Information technology has officially become a mature profession. It now has good old days.
There is a growing sense that as IT has become institutionalized and, through the chief information officer, positively boardroom and bottom-line, much of the innovation has been driven out of the calling. So say the champions of the "good old days", the past decade or so has turned IT into a systematic compliance-and-enablement engine, given little time, budget, or purview to do anything except maintain existing systems, introduce the bare minimum of new technology, and focus largely on certification and compliance issues, be it the ISO flavor of the month, Y2K, or Sarbanes-Oxley.
Meanwhile, in our little CRM neck of the woods, it seemed for a while that it was all anybody and everybody could do to encourage companies to keep IT as far away from CRM as possible. Not only the third-party integrators, who of course had their own agenda, but vendors and analysts as well were quick to point out how IT couldn't, wouldn't, and shouldn't understand the nuances and business agendas connected with a serious CRM project and were best left—at best—in the maintenance and plumbing.

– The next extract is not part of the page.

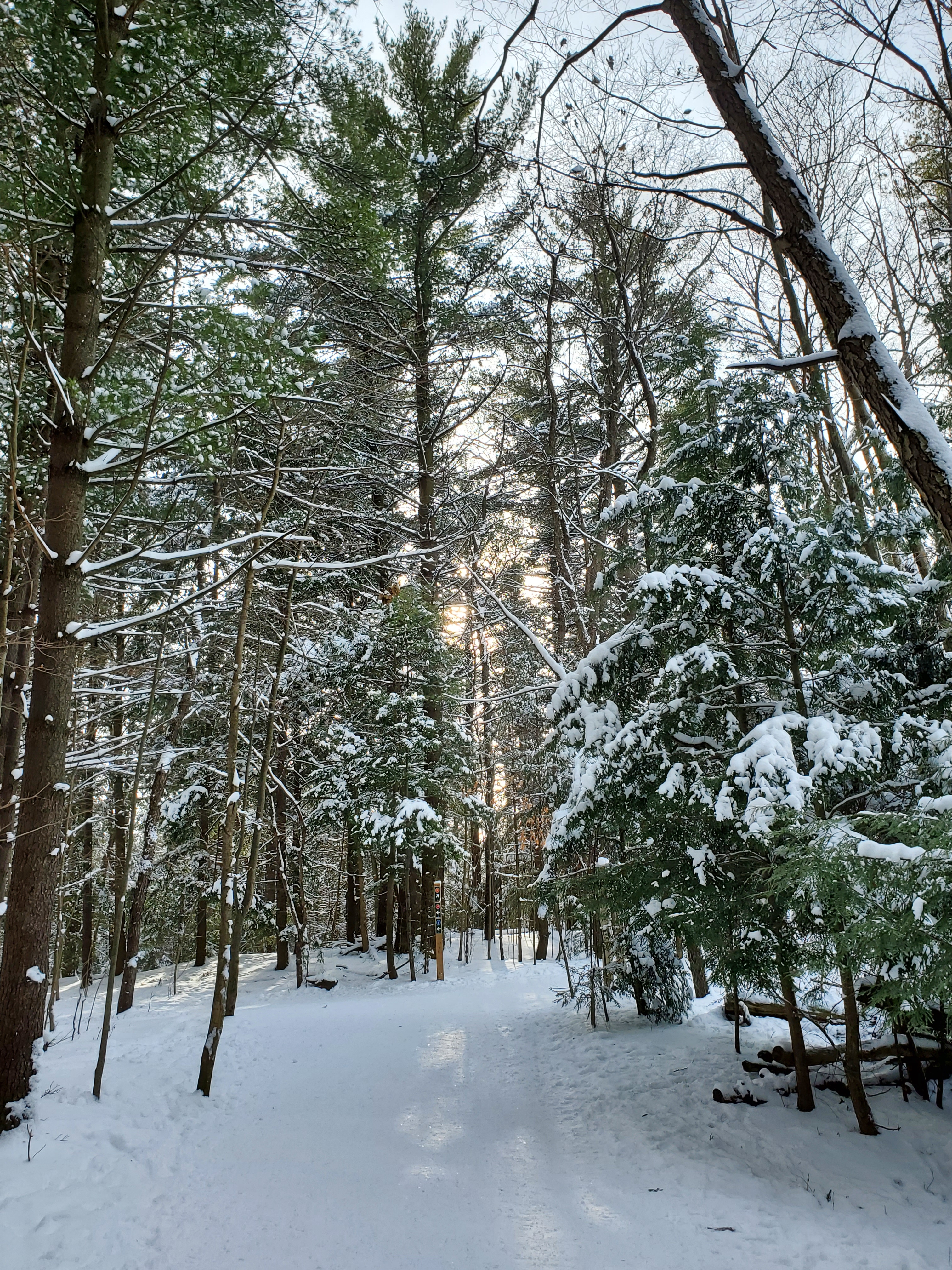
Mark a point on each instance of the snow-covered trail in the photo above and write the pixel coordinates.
(470, 1123)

Now, however—perhaps because companies are understanding the wisdom of the old "give a man a fish versus teaching him to fish" parable—IT is being spoken of more often as an integrator and CRM consultancy of first resort. Although I certainly sympathize with the number of compliance challenges facing IT, becoming a diversified and trusted consultant is a wise move for the CIO's office.
It's no secret that the nuts and bolts of information technology are becoming extremely commoditized, with outsourcers both down the street and a hemisphere away clamoring to take over the drudgery of the data center. Becoming not only the keepers of the root password but the spreadhead of better business process will help "save" the concept of internal IT by transforming it—or, if you believe in the "good old days", restoring it.
The groundwork for such a system is already in place. Many successful IT organizations already employ a chargeback system for funding their operations, billing business unit clients at a competitive rate for essential services. Branching out to chargeback not only fee-for-service operations but also projects with real business ROI attached would be a logical, and welcome, extension of the model. Alternately, CRM projects could be structured to share the credit for associated gains (such as improved loyalty or cross-sell rates) between the business unit and the IT department, advancing the overall business goals while building equity for the CIO's team.
Just about everybody wins using this model. The company builds mastery of its own business improvement processes and keeps much of the heavy lifting internal. Dedicated CRM consultancies may still be needed to help with vision and some of the finer points of operation and implementation. IT organizations get to focus on more challenging and valuable tasks, and outsourcers get their piece of the server maintenance pie. It works very well—on the screen, in any case. Rather than let themselves become marginalized into oblivion, I suggest that IT professionals with an eye towards making meaningful business improvements give this plan serious consideration.